Tout va très vite dans ce métier : l’agenda qui défile, les réforme au gré des nouveaux gouvernements et …les faits qui font le Droit et favorisent l’évolution de la jurisprudence.
Ce sont ces 2 qualités qui m’obligent, depuis près de 30 ans, à agrémenter, la fin de mon week-end, par la découverte, toujours avec plaisir, des dernières lois, des derniers décrets et des dernières jurisprudences tombés dans la semaine.

Le comportement des clients a-t-il changé ?

Les rapports avec les clients ont également évolué.
Le temps où l’avocat, par des termes recherchés et complexes, pouvait imposer son autorité intellectuelle est révolu.
La transparence, par internet, s’est imposée à nous.
Je ne m’en plains pas, tout au contraire.

Comment percevez-vous le travail des magistrats ?

Avec défiance et respect.
Défiance, car il est logique de soutenir des positions qui, parfois, peuvent déranger le juge qui à statuer. C’est lorsque des positions sont défendues avec fermeté que l’on peut, même, parler de défiance…
Respect car le métier de magistrat est difficile.
Depuis le premier jour, je fais en sorte de ne jamais associer le nom d’un magistrat à une décision que je trouverais des plus contestables.
Le respect est d’autant plus grand, qu’ils sont indispensables et que j’aurais le plus grand mal à exercer ce métier. (Je préfère, de nouveau, employer ce terme à celui de profession)
Qui ne se trompe pas ? Ceux qui ne font rien et n’agissent pas.
J’ai, par ailleurs, toujours considéré qu’il leur serait facile, pour certains, de relever dans leur décision les manquements et erreurs des avocats ; ce qu’ils ne font que très rarement.

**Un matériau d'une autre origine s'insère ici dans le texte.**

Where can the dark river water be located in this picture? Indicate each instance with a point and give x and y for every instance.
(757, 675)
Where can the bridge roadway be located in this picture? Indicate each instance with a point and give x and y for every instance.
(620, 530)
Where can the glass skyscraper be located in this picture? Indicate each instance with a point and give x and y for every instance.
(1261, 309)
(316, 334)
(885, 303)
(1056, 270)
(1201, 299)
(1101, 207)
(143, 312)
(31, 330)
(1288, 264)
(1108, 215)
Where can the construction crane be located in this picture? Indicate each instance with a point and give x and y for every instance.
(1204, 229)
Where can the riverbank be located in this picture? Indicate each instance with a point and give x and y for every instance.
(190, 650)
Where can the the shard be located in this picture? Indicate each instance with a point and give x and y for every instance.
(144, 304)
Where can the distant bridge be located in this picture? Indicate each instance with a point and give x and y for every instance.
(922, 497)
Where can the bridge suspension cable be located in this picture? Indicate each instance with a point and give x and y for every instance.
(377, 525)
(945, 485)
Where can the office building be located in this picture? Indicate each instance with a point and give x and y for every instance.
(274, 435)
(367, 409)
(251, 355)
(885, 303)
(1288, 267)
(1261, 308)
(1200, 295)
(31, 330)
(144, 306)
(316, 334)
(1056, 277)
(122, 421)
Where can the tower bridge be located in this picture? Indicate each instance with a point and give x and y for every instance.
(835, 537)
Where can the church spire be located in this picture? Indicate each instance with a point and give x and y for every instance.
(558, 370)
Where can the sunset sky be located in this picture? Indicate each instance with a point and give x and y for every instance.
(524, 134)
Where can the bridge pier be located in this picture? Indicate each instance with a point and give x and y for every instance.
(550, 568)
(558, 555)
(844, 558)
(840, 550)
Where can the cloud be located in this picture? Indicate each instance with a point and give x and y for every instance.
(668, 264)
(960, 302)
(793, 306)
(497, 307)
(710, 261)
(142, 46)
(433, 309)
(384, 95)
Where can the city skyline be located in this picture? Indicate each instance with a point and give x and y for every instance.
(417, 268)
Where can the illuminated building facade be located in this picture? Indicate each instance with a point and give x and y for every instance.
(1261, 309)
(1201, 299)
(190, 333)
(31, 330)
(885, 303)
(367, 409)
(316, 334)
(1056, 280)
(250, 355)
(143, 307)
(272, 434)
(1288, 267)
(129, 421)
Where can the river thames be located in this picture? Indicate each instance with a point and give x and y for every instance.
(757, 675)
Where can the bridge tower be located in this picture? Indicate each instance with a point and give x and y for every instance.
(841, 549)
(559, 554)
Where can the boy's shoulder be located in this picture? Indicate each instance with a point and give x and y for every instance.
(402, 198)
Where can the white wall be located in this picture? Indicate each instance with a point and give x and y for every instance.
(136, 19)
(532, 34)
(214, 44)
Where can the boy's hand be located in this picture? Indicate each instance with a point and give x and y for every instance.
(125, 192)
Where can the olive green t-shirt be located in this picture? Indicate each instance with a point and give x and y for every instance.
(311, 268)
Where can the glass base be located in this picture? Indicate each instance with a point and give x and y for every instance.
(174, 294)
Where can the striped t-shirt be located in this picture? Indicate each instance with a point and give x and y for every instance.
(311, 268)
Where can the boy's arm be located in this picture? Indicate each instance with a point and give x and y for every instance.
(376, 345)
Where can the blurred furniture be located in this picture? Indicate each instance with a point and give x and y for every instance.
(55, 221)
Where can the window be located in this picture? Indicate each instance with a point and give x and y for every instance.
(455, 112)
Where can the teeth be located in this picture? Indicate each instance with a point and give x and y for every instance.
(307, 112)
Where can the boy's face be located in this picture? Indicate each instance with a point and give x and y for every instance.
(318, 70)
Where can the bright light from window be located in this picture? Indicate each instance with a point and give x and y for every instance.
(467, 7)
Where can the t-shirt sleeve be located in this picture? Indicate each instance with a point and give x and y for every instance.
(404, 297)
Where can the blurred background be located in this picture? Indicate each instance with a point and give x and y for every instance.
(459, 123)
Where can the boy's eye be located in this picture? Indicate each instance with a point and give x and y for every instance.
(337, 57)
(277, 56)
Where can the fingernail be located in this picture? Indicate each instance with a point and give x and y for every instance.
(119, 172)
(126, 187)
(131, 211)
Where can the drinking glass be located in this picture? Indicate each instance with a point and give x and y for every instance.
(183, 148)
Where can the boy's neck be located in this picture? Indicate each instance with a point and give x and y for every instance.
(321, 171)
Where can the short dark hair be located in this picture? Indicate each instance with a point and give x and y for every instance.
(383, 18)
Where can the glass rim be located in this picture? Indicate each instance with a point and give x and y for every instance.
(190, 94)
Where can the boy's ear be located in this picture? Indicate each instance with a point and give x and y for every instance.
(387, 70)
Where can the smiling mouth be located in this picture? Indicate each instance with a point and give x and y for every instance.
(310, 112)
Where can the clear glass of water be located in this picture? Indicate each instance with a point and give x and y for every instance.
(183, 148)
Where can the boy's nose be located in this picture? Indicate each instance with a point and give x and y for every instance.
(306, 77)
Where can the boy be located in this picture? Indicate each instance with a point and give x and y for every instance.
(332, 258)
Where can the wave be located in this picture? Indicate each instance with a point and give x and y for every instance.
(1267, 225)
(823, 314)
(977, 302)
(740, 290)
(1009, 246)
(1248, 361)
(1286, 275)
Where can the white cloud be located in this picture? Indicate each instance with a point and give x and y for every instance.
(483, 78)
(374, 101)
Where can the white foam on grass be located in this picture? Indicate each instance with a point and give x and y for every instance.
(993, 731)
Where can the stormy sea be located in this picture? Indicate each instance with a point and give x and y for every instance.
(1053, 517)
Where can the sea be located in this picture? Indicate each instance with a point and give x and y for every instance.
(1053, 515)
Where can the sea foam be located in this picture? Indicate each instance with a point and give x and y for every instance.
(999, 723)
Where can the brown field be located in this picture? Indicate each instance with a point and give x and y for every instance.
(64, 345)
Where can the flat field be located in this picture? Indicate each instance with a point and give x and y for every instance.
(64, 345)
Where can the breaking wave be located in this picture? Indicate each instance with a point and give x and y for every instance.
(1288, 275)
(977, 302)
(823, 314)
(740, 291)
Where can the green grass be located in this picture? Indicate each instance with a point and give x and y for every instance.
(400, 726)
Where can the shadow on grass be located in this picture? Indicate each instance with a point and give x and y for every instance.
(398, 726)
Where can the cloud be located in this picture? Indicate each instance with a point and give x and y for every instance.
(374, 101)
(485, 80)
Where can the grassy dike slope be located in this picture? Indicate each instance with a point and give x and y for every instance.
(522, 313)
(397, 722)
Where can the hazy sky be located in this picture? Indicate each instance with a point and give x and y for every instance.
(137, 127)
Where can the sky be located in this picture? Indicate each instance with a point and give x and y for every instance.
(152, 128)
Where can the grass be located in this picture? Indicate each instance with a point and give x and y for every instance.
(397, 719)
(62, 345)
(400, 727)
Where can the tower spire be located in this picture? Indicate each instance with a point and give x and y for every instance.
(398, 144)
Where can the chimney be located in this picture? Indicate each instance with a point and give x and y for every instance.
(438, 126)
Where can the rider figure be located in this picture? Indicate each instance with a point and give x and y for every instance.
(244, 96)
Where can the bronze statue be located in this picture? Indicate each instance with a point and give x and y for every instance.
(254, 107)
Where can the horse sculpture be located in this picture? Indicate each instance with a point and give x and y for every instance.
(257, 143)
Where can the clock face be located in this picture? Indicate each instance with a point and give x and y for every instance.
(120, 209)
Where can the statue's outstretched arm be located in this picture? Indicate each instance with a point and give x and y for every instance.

Si vous deviez décider d’une réforme de la justice quelle serait-elle ?

Il y en aurait deux, principalement :

  1. Un accès à la justice pour tous. Je constate tous les jours, à NICE ou à CARROS, que cet accès est parfois limité, quand bien même des progrès ont été faits
  2. Une professionnalisation de la justice.
    Favoriser également, l’échevinage partout où cela est possible, c’est-à-dire faire en sorte que des magistrats connaissant parfaitement le droit et la matière, entourés de citoyen expérimentés, rendent la justice.

En guise de conclusion, comment voyez-vous le métier d’avocat dans une cinquantaine d’années ?

Vous voulez dire en 2067 ?
Je vois une distinction comme la connaissent déjà les Anglo-saxons, une distinction entre :
« Ceux qui savent », ceux qui ont la réponse à la question juridique posée, ou plus exactement ceux qui, aidés de moyens techniques importants, pourront savoir ;
et « ceux qui agissent », qui courant les Tribunaux, demanderont justice.

Je vois, également, une distinction, comme pour les langues. (Les langues vivantes et les langues mortes) :
Un droit « vivant » se caractérisant par une certaine complexité et la nécessité de faire appel à des professionnels du Droit reconnus que ce soit pour le justiciable ou le juge.
Un droit « mort » du quotidien, malheureusement, pour les particuliers ; simplifié à outrance, réglant, généralement, les problèmes en amont, sans juge professionnel et avec des conseillers de toutes sortes ; et, évidemment avec des échanges …à distance, par « visio-conférence ».

J’aurai alors raccroché ma robe depuis bien longtemps.